Film: Beirut

July 20, 2018

Director Brad Anderson has a solid track record for modest but attractively produced thrillers. His recent film Beirut (2018) adds to this reputation, a smartly crafted espionage tale that provides a nice meaty role for Jon Hamm. In the early seventies, Mason Skiles (Hamm) is a U.S. diplomat in Lebanon whose life takes a tragic turn. Ten years later, retired from government service, Skiles is a low-rent labor union arbitrator, deep in the bottle and living in the shadow of this tragedy. He receives an unappealing approach from an old acquaintance to return to Beirut to deliver an academic lecture. Going back to Beirut is the last thing he wants to do, but eventually he’s persuaded, suspecting intrigue that indeed comes to pass. It turns out the American government needs him to serve as an exchange negotiator for a CIA officer named Cal Riley (Mark Pellegrino), an old friend who’s fallen into the hands of a terrorist named Karim (Idir Chender)—with whom Skiles also has a history.

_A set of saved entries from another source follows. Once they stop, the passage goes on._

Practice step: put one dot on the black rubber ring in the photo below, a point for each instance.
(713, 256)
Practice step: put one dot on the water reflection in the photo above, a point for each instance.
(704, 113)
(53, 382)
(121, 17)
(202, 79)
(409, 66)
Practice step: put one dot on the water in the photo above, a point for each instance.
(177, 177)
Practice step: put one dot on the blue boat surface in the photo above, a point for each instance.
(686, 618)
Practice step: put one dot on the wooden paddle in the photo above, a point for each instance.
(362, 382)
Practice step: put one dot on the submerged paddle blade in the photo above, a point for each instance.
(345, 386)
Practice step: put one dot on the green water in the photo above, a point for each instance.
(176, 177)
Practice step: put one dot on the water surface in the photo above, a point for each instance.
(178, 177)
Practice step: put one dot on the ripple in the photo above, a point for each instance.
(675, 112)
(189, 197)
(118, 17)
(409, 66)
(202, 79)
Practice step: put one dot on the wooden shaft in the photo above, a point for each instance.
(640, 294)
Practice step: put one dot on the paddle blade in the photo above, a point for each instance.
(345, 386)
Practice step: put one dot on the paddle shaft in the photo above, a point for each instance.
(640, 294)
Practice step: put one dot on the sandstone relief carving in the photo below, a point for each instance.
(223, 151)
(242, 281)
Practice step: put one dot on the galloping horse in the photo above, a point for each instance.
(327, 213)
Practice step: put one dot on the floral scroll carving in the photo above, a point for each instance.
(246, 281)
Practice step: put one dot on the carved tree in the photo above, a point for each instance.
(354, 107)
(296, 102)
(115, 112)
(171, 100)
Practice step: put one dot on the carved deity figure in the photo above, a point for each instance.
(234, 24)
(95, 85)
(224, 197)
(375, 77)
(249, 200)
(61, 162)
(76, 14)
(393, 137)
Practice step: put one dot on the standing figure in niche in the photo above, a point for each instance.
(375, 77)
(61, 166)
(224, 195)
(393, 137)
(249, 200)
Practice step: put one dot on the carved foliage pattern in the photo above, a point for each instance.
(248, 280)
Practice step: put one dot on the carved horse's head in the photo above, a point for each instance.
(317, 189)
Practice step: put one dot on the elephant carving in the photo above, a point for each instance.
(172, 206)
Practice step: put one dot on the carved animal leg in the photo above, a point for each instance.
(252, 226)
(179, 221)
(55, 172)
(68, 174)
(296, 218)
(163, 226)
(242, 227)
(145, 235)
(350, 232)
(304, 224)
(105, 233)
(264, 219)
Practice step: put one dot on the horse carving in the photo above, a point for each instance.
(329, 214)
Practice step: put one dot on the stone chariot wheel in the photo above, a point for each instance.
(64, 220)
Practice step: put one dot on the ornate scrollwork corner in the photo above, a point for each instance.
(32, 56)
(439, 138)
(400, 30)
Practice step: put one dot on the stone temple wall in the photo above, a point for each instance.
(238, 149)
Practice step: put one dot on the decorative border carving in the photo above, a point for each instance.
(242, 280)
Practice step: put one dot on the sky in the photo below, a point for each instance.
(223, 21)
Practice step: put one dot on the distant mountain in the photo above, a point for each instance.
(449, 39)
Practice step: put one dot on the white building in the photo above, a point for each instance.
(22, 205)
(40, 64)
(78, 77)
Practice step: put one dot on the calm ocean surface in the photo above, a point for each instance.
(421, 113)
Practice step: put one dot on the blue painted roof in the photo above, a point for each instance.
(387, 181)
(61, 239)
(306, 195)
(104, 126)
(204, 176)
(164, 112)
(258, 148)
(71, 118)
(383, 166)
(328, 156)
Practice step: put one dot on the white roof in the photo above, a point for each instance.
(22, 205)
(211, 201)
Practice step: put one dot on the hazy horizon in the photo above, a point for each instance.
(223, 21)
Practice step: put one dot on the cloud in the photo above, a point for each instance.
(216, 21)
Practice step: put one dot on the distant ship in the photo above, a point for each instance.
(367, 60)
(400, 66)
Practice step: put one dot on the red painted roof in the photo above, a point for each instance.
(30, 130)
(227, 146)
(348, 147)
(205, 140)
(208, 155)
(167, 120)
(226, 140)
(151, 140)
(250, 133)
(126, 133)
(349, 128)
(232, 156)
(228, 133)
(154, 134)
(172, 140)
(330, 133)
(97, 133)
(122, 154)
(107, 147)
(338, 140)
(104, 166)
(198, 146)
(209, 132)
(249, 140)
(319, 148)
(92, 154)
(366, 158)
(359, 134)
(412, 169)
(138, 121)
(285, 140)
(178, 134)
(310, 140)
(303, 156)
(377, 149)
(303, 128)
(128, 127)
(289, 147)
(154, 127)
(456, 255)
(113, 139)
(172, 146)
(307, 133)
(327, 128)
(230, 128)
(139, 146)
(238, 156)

Beirut is classic spy fare executed with confidence. It delivers many of the genre’s requisite tropes, most effective among them its focus on a cynical, run-down protagonist getting lured out retirement for one last job. Hamm is perfectly suited to this role, and his performance is a major selling point. Of course, some of the tropes aren’t exactly assets. Here’s another spy movie, for example, with a token female character (Rosamund Pike, excellent as a CIA officer and ally to Skiles), and another less-than-nuanced depiction of the Middle East, curiously low on Middle-Eastern characters. Hollywood could certainly stand to drum these failings out of the genre. But it’s a well structured affair with a twisty, compelling plot and great acting from Hamm, Pike, Pellegrino, Chender, Dean Norris, Shea Whigham, and the rest of the cast. For the most part, it’s a solid, satisfying episode of spy cinema.